Wednesday, August 9, 2017

Platts: OPEC July hits 2017 high of 32.8mn bpd on Libya recovery - OIL REVIEW AFRICA

Wednesday, 09 August 2017 06:01

Libya's continued dramatic recovery from civil strife pushed OPEC's July output to yet another 2017 high, with the bloc producing 32.82mn bpd, according to the latest S&P Global Platts OPEC survey

Libya, exempted from OPEC production cuts that began January 1, averaged 990,000 bpd in July, up 180,000 bpd from June. Fellow exempt member Nigeria averaged 1.81mn bpd, a 30,000 bpd increase on the month, according to the survey. Not including Libya and Nigeria, compliance among OPEC's 12 members with quotas under the production cut agreement remains robust at 114 per cent, down slightly from 116 percent in June, based on an average of January through July output. That illustrates the challenge OPEC faces in rebalancing the market through its output deal, which also involves 10 non-OPEC producers, as the two exempt countries' recoveries, tenuous though they may be, threaten to undo a large portion of the group's collective cuts.

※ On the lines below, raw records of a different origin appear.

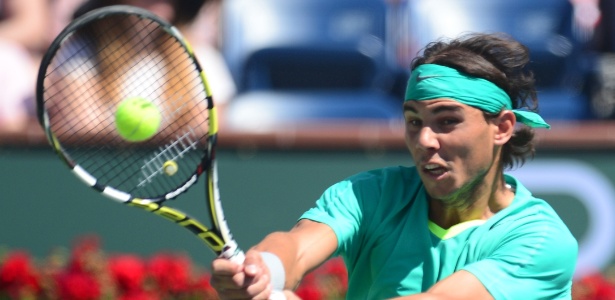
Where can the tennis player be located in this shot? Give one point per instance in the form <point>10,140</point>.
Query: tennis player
<point>454,226</point>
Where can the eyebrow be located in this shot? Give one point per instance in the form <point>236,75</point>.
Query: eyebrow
<point>437,110</point>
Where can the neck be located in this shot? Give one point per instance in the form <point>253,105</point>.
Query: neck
<point>478,200</point>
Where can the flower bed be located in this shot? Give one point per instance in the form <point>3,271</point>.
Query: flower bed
<point>87,273</point>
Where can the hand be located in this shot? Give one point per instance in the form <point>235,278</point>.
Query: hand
<point>251,280</point>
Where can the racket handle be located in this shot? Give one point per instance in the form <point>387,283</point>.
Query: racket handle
<point>236,255</point>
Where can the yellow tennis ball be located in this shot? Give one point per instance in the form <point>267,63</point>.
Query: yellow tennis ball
<point>137,119</point>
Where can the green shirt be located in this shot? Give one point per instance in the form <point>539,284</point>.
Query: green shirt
<point>391,248</point>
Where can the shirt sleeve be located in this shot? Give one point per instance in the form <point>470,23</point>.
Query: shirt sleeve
<point>338,208</point>
<point>536,258</point>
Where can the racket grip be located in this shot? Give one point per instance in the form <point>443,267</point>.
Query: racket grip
<point>236,255</point>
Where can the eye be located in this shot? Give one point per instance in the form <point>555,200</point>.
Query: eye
<point>449,121</point>
<point>413,122</point>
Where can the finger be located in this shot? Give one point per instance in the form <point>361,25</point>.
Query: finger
<point>223,266</point>
<point>256,290</point>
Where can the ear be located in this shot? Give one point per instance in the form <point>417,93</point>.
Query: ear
<point>504,126</point>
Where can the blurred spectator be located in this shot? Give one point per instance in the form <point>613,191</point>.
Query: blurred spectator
<point>198,21</point>
<point>23,25</point>
<point>586,16</point>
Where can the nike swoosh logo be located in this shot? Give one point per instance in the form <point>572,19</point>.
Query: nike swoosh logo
<point>421,78</point>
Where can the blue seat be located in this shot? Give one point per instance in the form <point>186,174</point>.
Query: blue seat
<point>560,62</point>
<point>309,60</point>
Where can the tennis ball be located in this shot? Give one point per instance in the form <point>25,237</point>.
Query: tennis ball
<point>170,167</point>
<point>137,119</point>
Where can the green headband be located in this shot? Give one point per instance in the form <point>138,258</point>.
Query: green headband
<point>430,81</point>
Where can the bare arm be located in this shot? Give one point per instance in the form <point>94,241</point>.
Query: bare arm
<point>307,245</point>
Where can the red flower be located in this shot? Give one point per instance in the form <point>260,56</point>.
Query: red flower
<point>18,277</point>
<point>139,295</point>
<point>127,272</point>
<point>171,273</point>
<point>593,287</point>
<point>309,292</point>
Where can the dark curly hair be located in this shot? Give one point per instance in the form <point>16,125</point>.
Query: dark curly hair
<point>501,60</point>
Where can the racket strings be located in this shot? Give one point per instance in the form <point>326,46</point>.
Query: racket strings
<point>85,85</point>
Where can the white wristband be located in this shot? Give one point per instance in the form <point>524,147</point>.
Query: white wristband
<point>276,270</point>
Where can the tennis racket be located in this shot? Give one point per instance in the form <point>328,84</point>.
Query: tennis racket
<point>118,52</point>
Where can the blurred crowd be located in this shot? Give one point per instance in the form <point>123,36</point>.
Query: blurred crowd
<point>27,27</point>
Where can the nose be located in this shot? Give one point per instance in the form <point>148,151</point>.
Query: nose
<point>427,138</point>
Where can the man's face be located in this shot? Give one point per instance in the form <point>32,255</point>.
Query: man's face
<point>451,143</point>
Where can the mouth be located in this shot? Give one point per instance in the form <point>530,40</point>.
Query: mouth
<point>435,171</point>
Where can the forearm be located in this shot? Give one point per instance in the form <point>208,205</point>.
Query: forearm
<point>282,245</point>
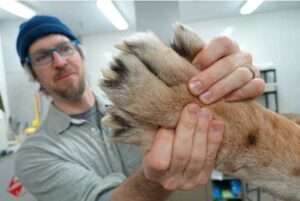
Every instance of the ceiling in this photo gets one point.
(84, 17)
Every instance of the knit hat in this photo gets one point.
(36, 28)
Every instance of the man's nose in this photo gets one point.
(58, 60)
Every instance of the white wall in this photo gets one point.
(270, 37)
(19, 90)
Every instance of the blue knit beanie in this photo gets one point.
(36, 28)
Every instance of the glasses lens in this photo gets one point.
(44, 57)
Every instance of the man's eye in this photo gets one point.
(65, 48)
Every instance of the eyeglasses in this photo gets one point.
(44, 57)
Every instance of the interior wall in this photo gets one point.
(269, 37)
(20, 90)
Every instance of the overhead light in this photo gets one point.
(250, 6)
(112, 14)
(227, 31)
(17, 8)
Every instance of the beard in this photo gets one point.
(71, 91)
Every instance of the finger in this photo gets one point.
(252, 89)
(235, 80)
(215, 137)
(216, 49)
(158, 159)
(182, 145)
(205, 79)
(199, 151)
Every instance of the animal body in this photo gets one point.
(147, 84)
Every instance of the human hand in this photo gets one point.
(184, 158)
(226, 72)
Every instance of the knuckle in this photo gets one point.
(156, 165)
(225, 41)
(248, 57)
(179, 159)
(245, 74)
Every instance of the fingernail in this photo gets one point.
(217, 127)
(193, 108)
(203, 113)
(196, 87)
(206, 97)
(171, 184)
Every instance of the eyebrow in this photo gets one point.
(43, 50)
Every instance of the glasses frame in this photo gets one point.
(74, 43)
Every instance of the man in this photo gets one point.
(71, 158)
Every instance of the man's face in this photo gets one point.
(64, 76)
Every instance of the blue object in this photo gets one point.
(217, 192)
(38, 27)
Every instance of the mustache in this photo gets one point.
(61, 72)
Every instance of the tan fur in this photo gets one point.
(149, 90)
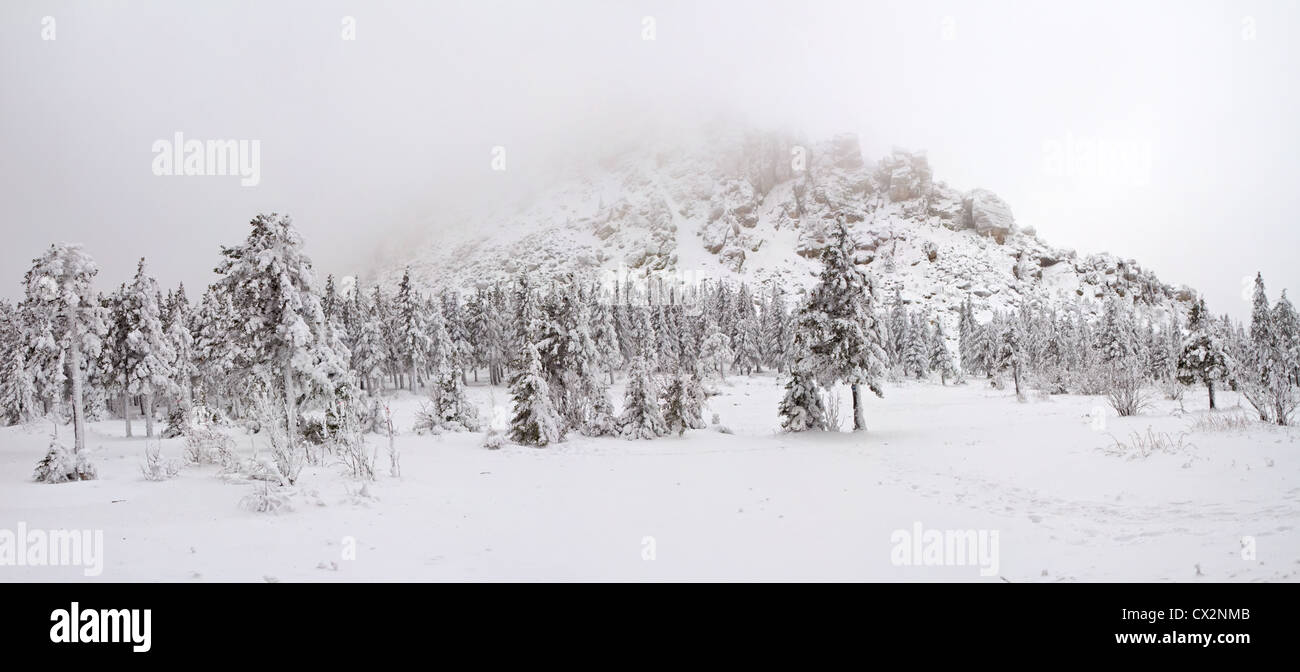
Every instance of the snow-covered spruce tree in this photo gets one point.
(454, 408)
(534, 421)
(150, 371)
(415, 342)
(115, 354)
(181, 337)
(1116, 334)
(1268, 382)
(17, 391)
(915, 355)
(1010, 351)
(498, 343)
(215, 341)
(715, 351)
(801, 407)
(282, 339)
(778, 332)
(455, 319)
(1287, 324)
(939, 358)
(642, 336)
(839, 325)
(897, 342)
(641, 417)
(667, 328)
(69, 324)
(606, 336)
(684, 402)
(1204, 356)
(746, 346)
(967, 330)
(365, 341)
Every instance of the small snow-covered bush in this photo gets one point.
(427, 420)
(313, 432)
(156, 468)
(207, 445)
(1127, 391)
(1225, 423)
(493, 439)
(267, 499)
(61, 465)
(1144, 445)
(177, 423)
(356, 459)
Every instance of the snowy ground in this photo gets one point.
(748, 504)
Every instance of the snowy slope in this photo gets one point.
(740, 206)
(748, 504)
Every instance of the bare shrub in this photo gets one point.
(832, 410)
(1126, 391)
(61, 465)
(1225, 423)
(208, 445)
(1144, 445)
(265, 499)
(156, 468)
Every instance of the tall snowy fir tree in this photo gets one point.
(415, 343)
(801, 407)
(778, 333)
(915, 355)
(534, 421)
(837, 330)
(282, 339)
(641, 416)
(69, 324)
(150, 354)
(939, 358)
(180, 333)
(1204, 356)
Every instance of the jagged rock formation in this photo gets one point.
(754, 206)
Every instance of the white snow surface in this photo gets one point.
(748, 504)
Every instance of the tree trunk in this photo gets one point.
(148, 413)
(126, 412)
(858, 423)
(290, 403)
(74, 355)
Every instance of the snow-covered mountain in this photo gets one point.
(757, 206)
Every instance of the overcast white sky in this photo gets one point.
(393, 131)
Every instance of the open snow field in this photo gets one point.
(746, 504)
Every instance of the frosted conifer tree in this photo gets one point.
(68, 324)
(746, 346)
(915, 356)
(839, 325)
(939, 358)
(641, 417)
(716, 351)
(801, 408)
(778, 333)
(148, 372)
(282, 339)
(415, 342)
(683, 403)
(17, 391)
(534, 421)
(898, 324)
(1204, 356)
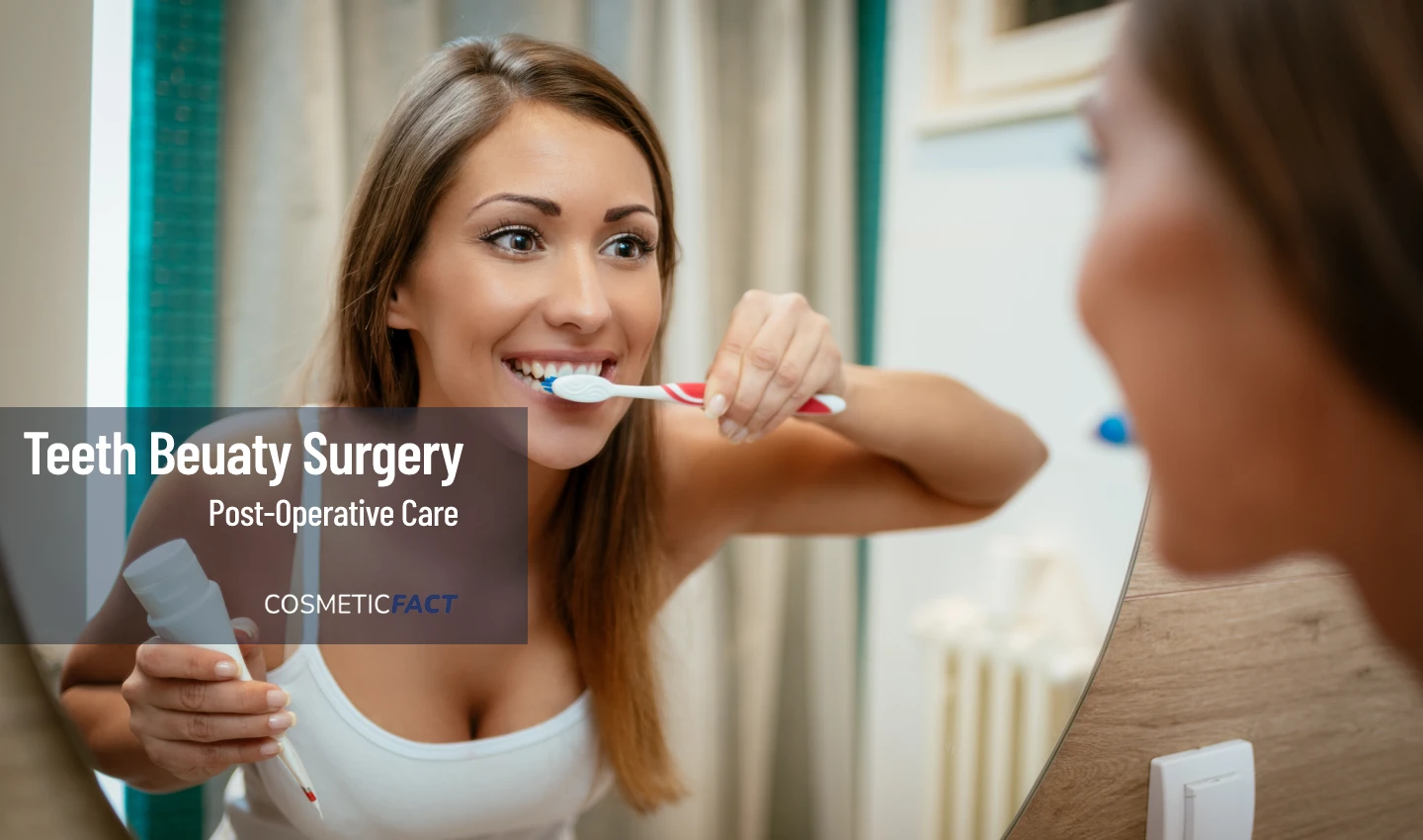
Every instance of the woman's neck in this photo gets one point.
(545, 485)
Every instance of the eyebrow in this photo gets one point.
(621, 212)
(548, 209)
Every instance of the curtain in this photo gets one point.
(756, 104)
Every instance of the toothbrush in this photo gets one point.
(585, 387)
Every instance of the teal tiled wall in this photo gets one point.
(172, 268)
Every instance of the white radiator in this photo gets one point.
(1001, 694)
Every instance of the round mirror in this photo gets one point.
(851, 665)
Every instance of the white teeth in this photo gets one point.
(540, 371)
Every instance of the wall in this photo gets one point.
(44, 213)
(980, 238)
(1284, 656)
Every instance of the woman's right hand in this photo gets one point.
(194, 716)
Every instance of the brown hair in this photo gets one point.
(1312, 110)
(607, 572)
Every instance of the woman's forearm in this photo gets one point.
(101, 716)
(953, 440)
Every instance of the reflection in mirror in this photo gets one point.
(811, 687)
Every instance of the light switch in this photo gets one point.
(1206, 794)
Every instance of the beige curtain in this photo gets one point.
(754, 100)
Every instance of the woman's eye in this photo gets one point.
(625, 248)
(518, 241)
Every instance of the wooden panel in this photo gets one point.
(1291, 665)
(1153, 577)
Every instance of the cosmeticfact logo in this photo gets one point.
(359, 604)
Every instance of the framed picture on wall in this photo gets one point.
(1005, 60)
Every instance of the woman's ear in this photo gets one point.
(398, 310)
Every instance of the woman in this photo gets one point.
(1257, 282)
(517, 213)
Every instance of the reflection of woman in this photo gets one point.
(517, 218)
(1257, 281)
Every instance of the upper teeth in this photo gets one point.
(539, 368)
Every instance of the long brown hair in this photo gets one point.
(1312, 110)
(607, 572)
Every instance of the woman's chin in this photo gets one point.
(566, 453)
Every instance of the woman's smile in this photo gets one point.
(530, 368)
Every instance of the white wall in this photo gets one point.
(44, 158)
(979, 245)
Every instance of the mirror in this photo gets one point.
(911, 685)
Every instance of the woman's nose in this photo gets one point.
(578, 297)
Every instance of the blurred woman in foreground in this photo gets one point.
(1257, 282)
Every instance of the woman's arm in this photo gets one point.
(955, 443)
(911, 450)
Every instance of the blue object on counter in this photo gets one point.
(1116, 430)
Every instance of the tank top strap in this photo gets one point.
(306, 564)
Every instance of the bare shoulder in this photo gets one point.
(245, 561)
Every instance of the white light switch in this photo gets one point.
(1206, 794)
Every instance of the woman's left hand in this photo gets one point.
(777, 354)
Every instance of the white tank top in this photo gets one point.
(374, 785)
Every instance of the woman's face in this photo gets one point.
(540, 261)
(1252, 426)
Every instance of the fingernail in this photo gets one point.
(245, 627)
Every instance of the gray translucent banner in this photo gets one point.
(342, 526)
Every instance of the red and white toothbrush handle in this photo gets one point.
(692, 393)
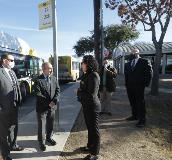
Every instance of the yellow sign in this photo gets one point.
(45, 15)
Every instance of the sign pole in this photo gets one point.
(54, 22)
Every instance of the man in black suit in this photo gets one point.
(138, 73)
(107, 87)
(47, 94)
(10, 99)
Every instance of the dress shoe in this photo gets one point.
(109, 113)
(42, 147)
(132, 118)
(51, 141)
(90, 157)
(84, 149)
(17, 148)
(8, 158)
(140, 124)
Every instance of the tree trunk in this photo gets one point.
(156, 69)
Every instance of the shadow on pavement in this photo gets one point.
(35, 155)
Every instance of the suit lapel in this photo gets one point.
(137, 64)
(6, 75)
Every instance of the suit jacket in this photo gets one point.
(111, 73)
(140, 75)
(88, 91)
(45, 94)
(7, 93)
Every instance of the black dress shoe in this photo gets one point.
(42, 147)
(8, 158)
(90, 157)
(109, 113)
(140, 124)
(132, 118)
(17, 148)
(84, 149)
(51, 141)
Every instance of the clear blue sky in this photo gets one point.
(74, 17)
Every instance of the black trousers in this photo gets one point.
(45, 125)
(92, 123)
(8, 130)
(137, 101)
(13, 129)
(4, 126)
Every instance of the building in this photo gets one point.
(147, 50)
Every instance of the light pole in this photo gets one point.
(54, 22)
(98, 31)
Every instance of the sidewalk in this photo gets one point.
(27, 137)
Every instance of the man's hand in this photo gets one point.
(52, 104)
(1, 158)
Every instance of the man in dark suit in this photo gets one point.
(138, 73)
(10, 99)
(47, 93)
(107, 87)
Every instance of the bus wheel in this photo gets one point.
(23, 91)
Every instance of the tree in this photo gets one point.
(113, 36)
(117, 34)
(151, 14)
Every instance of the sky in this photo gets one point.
(75, 19)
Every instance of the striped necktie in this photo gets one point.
(16, 95)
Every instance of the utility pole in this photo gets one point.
(54, 23)
(98, 26)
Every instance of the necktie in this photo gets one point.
(48, 84)
(133, 64)
(14, 85)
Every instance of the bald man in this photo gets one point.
(47, 93)
(138, 73)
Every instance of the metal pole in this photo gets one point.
(55, 38)
(102, 33)
(55, 57)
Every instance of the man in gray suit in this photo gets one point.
(10, 98)
(47, 93)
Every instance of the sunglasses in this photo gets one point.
(10, 60)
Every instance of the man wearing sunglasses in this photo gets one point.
(10, 99)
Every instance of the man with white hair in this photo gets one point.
(47, 96)
(138, 73)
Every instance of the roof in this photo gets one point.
(144, 48)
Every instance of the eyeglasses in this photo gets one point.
(11, 60)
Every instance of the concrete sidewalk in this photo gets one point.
(27, 137)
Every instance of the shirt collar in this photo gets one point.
(6, 69)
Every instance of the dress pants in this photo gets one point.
(4, 126)
(137, 101)
(45, 125)
(13, 129)
(92, 120)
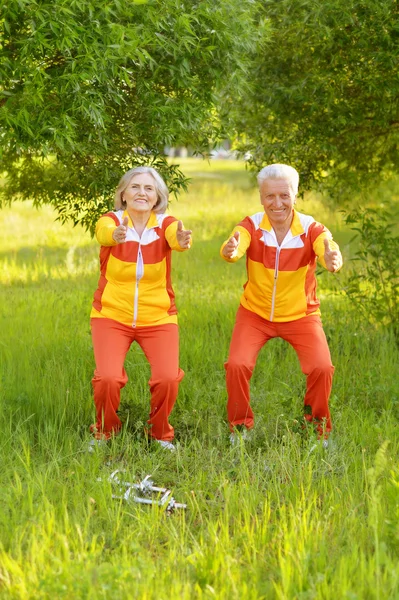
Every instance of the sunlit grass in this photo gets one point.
(277, 518)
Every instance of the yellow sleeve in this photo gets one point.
(104, 230)
(170, 235)
(245, 240)
(318, 247)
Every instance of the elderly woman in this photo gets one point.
(282, 247)
(134, 301)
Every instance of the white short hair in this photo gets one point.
(277, 171)
(160, 187)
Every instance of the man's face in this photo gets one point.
(277, 198)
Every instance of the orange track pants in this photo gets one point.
(306, 336)
(160, 344)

The combined output of Libya and Nigeria in July was 590,000 bpd above October levels, the month on which OPEC based its production cuts and quotas. Most of Libya's key oil fields have now been brought back online, contributing to output growth in recent months, though some technical issues persist. In late August, Libya's two main rival centers of power tentatively agreed a ceasefire, raising hopes that production could reach state-owned National Oil Company's 1.25mn bpd target by the end of 2017. Nigerian output has continued its upward trend despite the ongoing force majeure on exports of key crude grade Bonny Light due to pipeline issues.

Output of another key Nigerian crude, Forcados, continued to ramp up last month, and tanker tracking data also showed a steady rise in exports month-on-month. Sabotage attacks on the key pipelines in Niger Delta in July, however, showed that the Nigeria's forward prospects continue to be riddled with uncertainty because of political tensions. OPEC officials have, at least publicly, dismissed the notion that Libya and Nigeria are undercutting their efforts, saying they are happy for the two countries.

Saudi energy minister Khalid al-Falih in St Petersburg last month said there was room in the market to absorb 800,000-1mn bpd of growth from the OPEC/non-OPEC bloc, including Libya and Nigeria. He pointed out that demand growth forecasts for 2018 range between 1.4mn and 1.6mn bpd, while the US Energy Information Administration has projected US production to increase 600,000 bpd.